Discutendo con Gramsci sul programma dell’Associazione di Difesa dei Contadini d’Italia, fondata nel 1924 – scrive Di Vittorio – “io sentii la profonda commozione con la quale Gramsci considerava la miseria crescente dei pastori della sua Sardegna, dei contadini poveri del Mezzogiorno, dei braccianti di tutta l’Italia. Io sentii l’odio che si sprigionava dai suoi occhi penetranti, contro i banchieri ed i filibustieri del grande capitale del Nord, che saccheggiano il Mezzogiorno e tutto il popolo lavoratore d’Italia. Unire i contadini ed i braccianti attorno al proletariato industriale; unire tutti gli strati del popolo attorno alla classe operaia e al suo programma di emancipazione generale della società, non fu mai per Gramsci una mera questione di tattica, ma bensì il risultato della convinzione profonda che l’unione del popolo attorno alla sua classe d’avanguardia – la classe operaia – è la via maestra per giungere alla liberazione di tutto il popolo”.
Di Vittorio non conobbe l’opera fondamentale attraverso cui Gramsci potè parlare e ancora parla al mondo intero, i suoi Quaderni del carcere. Ma, grazie alla sua formidabile sensibilità di proletario ne seppe intuire oltre vent’anni prima tutta la portata.

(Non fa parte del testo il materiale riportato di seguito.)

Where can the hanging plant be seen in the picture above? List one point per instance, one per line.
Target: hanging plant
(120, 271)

C’è, fra gli altri, un passo dei Quaderni nel quale – sono convinto – Di Vittorio si sarebbe totalmente riconosciuto. E’ il brano intitolato “Passaggio dal sapere al comprendere, al sentire, e viceversa, dal sentire al comprendere, al sapere”.
Gramsci vi scrive:
“L’elemento popolare ‘sente’, ma non sempre comprende o sa; l’elemento intellettuale ‘sa’, ma non sempre comprende e specialmente ‘sente’. I due estremi sono pertanto la pedanteria e il filisteismo da una parte e la passione cieca e il settarismo dall’altra. Non che il pedante non possa essere appassionato, anzi; la pedanteria appassionata è altrettanto ridicola e pericolosa che il settarismo e la demagogia più sfrenati. L’errore dell’intellettuale consiste nel credere che si possa sapere senza comprendere e specialmente senza sentire ed essere appassionato, cioè che l’intellettuale possa essere tale (e non un puro pedante) se distinto e staccato dal popolo nazione, cioè senza sentire le passioni elementari del popolo (…). Non si fa politica-storia senza questa passione, cioè senza questa connessione sentimentale tra intellettuali e popolo-nazione. In assenza di tale nesso i rapporti dell’intellettuale con il popolo-nazione sono o si riducono a rapporti di ordine puramente burocratico, formale; gli intellettuali diventano una casta o un sacerdozio. Se il rapporto fra intellettuali e popolo-nazione, tra dirigenti e diretti – tra governanti e governati è dato da un’adesione organica in cui il sentimento-passione diventa comprensione e quindi sapere, solo allora il rapporto è di rappresentanza, e avviene lo scambio di elementi individuali tra governati e governanti, tra diretti e dirigenti, cioè si realizza la vita d’insieme che solo è la forza sociale; si crea il ‘blocco storico’ ”.
In questa descrizione si incarna, come in pochi altri esempi di dirigenti comunisti di quella statura, la figura umana, culturale e politica di Giuseppe Di Vittorio.